Sorry about the bright blue sky, it really was that colour and I tried to tone it down.
Marble plating here, but the roof was slate tile and the windows leaded glass (several of which were broken out)
Details abound, the kind not seen in modern buildings.


Once again, the as-shot colour image didn't do what I wanted it to, so I turned down the colour. The wood (I can only assume they were oak) banisters were covered in torn and moldy velvet, the wrought iron scrollwork was rusted and pitted, but the marble was smooth.
The walls were a mix of murals, tapestries, oak paneling and marble.


Just a detail of the many marble columns dotting the land. Virtually all of the marble I touched is rough and pitted, betraying the lack of upkeep, and yet, underneath the rot and decay, the beauty is still there.

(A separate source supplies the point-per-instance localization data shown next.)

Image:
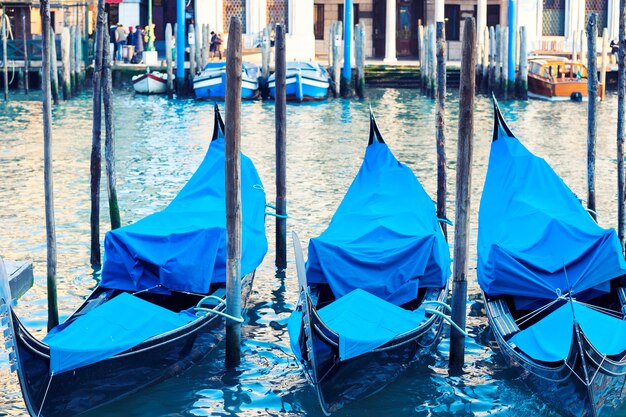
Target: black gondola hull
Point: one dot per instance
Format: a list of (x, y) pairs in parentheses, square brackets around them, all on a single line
[(88, 387)]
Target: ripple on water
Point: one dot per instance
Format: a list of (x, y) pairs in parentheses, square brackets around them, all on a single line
[(159, 144)]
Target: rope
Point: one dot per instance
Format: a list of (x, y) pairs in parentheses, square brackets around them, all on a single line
[(45, 394)]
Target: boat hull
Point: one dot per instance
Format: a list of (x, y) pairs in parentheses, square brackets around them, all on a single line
[(212, 85), (338, 382), (85, 388), (562, 387), (302, 88), (150, 84)]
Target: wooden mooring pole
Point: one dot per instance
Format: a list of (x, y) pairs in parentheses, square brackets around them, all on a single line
[(522, 90), (592, 116), (96, 136), (463, 194), (621, 97), (440, 125), (168, 59), (5, 59), (65, 60), (280, 106), (233, 191), (51, 270), (109, 125), (54, 70), (25, 51)]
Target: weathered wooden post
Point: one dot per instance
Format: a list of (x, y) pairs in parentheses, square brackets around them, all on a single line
[(51, 245), (432, 61), (463, 194), (192, 54), (65, 60), (109, 124), (359, 35), (492, 60), (505, 62), (96, 136), (497, 87), (440, 125), (25, 51), (484, 87), (592, 120), (54, 70), (280, 105), (337, 57), (522, 90), (621, 96), (605, 50), (5, 59), (168, 58), (233, 191)]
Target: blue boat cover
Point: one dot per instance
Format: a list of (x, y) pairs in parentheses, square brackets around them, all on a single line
[(184, 246), (535, 239), (363, 322), (384, 237), (109, 329), (550, 339)]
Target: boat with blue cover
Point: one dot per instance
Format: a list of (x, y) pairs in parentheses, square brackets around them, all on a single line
[(554, 283), (211, 82), (373, 292), (160, 305), (304, 81)]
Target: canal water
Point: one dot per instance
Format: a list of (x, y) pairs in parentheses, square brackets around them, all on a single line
[(160, 143)]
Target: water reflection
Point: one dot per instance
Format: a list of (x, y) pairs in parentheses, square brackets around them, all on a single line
[(159, 145)]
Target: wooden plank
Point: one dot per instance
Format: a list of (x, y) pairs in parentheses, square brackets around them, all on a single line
[(21, 277)]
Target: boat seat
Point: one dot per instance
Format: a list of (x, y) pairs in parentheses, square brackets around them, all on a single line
[(365, 322), (502, 318)]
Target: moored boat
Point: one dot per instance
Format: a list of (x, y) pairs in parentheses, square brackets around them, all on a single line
[(553, 281), (150, 83), (211, 82), (373, 291), (159, 307), (556, 78), (304, 81)]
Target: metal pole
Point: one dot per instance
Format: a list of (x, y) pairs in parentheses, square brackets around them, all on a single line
[(280, 105), (233, 191), (592, 121), (463, 194), (53, 313)]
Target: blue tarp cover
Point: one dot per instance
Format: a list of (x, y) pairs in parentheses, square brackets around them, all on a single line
[(384, 237), (550, 339), (363, 322), (534, 234), (184, 246), (109, 329)]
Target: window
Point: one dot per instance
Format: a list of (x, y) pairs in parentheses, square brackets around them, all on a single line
[(452, 13), (318, 21), (355, 15)]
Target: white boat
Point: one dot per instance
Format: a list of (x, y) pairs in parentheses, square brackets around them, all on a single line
[(150, 83)]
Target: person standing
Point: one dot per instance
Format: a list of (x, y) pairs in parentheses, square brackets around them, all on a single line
[(120, 40)]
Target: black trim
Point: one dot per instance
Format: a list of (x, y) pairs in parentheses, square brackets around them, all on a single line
[(218, 124), (498, 121), (375, 135)]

This is part of the staircase that lead to the garden. It's overrun and in disrepair now, as is virtually everything there, but as you can see, the marble is holding up reasonably well.
Everything was made of marble. Everything. In some places it was marble plating over standard brick, but in other places it was solid marble.
I can only imagine the cost involved to truck that kind of stone to the top of a mountain back in 1912 (I saw a foundation stone with the date on it.)
This image was taken in colour, but didn't convey the feeling I was trying to capture, so I converted it to black and white.

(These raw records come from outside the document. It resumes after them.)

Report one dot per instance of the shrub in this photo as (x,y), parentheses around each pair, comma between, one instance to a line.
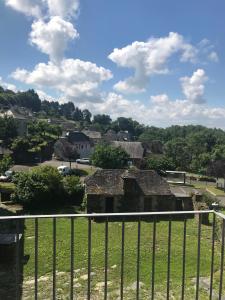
(108,157)
(6,163)
(74,190)
(40,187)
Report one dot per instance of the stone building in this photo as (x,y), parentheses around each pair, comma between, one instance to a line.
(135,150)
(111,191)
(81,142)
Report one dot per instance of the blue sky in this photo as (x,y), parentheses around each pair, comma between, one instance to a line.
(160,62)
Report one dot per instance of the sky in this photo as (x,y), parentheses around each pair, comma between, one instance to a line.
(159,62)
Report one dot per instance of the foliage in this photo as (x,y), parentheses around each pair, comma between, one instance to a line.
(8,129)
(6,163)
(65,151)
(40,187)
(160,164)
(108,157)
(179,152)
(74,190)
(42,128)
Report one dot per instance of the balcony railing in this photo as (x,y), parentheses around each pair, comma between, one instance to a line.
(172,252)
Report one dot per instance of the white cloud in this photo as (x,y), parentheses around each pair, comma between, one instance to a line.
(150,58)
(77,80)
(193,87)
(27,7)
(63,8)
(159,111)
(8,86)
(44,96)
(213,56)
(52,37)
(45,8)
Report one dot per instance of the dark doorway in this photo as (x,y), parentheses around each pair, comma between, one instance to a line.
(179,205)
(109,203)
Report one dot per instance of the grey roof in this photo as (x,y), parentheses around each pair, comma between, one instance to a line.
(5,151)
(77,136)
(93,134)
(111,182)
(133,149)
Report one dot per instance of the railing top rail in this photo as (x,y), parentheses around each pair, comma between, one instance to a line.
(94,215)
(219,214)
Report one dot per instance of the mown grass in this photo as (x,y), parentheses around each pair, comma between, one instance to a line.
(114,254)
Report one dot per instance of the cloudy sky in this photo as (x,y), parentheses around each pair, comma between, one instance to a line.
(160,62)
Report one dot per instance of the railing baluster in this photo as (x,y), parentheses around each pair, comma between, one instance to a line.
(153,259)
(184,259)
(54,260)
(17,260)
(212,256)
(222,261)
(89,259)
(106,258)
(122,260)
(138,258)
(72,258)
(198,256)
(36,260)
(168,260)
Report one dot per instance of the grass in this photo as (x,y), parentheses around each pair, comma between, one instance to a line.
(114,258)
(7,186)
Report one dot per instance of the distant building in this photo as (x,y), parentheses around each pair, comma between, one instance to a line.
(122,136)
(94,136)
(21,116)
(81,142)
(110,136)
(111,191)
(135,150)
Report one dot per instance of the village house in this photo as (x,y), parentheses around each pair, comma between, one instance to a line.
(110,191)
(81,142)
(21,117)
(94,136)
(135,150)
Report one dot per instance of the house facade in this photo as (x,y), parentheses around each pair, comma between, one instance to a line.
(81,142)
(110,191)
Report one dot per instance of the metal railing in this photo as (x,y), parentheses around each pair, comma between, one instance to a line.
(123,218)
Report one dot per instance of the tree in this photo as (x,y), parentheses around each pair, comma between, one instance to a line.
(39,187)
(107,157)
(6,163)
(160,163)
(179,152)
(74,190)
(102,119)
(8,129)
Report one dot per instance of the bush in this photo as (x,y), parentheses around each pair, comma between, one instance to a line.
(6,163)
(40,187)
(74,190)
(207,178)
(108,157)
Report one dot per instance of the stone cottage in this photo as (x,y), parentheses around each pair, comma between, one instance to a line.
(111,191)
(135,150)
(81,142)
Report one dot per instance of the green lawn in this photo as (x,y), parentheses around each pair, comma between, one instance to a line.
(114,260)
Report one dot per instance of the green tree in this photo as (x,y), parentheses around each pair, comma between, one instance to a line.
(107,157)
(160,163)
(6,163)
(74,190)
(179,152)
(39,187)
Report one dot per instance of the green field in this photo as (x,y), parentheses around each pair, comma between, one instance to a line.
(114,259)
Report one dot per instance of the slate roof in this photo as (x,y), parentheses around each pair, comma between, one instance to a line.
(77,136)
(111,182)
(133,149)
(93,134)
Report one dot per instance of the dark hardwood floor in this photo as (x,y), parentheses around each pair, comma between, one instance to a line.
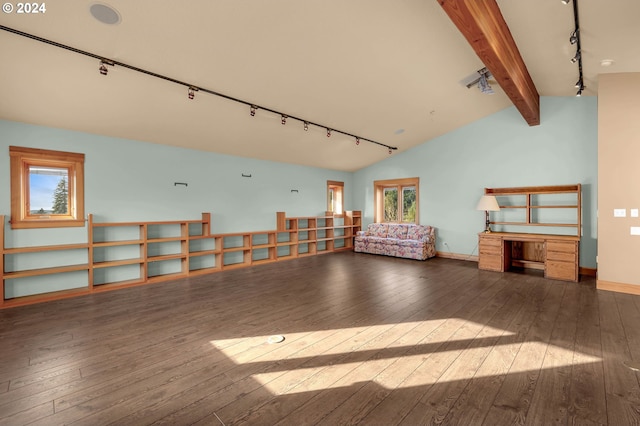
(368,340)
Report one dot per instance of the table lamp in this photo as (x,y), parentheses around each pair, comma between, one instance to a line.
(488,203)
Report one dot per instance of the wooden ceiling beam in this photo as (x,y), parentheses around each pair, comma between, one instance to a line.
(482,24)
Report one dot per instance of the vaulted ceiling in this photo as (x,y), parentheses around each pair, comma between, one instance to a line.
(389,71)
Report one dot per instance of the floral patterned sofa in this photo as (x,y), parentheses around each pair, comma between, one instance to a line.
(399,240)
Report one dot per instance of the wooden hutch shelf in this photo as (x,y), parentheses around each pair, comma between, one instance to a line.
(126,254)
(556,254)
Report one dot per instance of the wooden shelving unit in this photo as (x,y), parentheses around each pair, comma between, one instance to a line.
(125,254)
(533,201)
(556,254)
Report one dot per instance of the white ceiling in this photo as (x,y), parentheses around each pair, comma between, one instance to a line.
(366,67)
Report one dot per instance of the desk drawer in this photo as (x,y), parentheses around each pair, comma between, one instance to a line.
(490,250)
(561,270)
(563,246)
(561,256)
(490,241)
(490,263)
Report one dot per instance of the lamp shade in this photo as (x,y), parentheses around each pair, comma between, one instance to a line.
(488,203)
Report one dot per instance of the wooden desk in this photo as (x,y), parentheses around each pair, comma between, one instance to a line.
(557,255)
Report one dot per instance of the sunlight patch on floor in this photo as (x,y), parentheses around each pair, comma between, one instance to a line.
(382,372)
(319,359)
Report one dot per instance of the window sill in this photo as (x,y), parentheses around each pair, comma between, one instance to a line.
(44,223)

I want to point out that this is not the mansion I found, this is just the stables, which should give you some idea of the imensity of the area.
The stables were not behind the mansion, but rather a good 1/4 mile away nearly hidden by overgrowth.
I am not often at a loss for words, but the sheer scope of the area (after some reasearch it turned out the original land encompassed nearly 1000 acres) coupled with the magnitude of the decay completely shocked me. All I could think about as I wandered the forgotten lands and buildings, was Percy Shelley's poem about Ramesses the Great.
The most famous line from that work is "Look on my works, ye Mighty, and despair!"


On a jaunt to the mountains this past weekend, I stumbled upon a semi-abandoned mansion on a mountaintop.
Although in poor condition, the underlying beauty still shone through. For example, this cherub was on one of the interior doors.
It's a little grainy as I had to crank up the ISO (to 1600) to be able to hand hold for the shot under natural light, but I feel it works.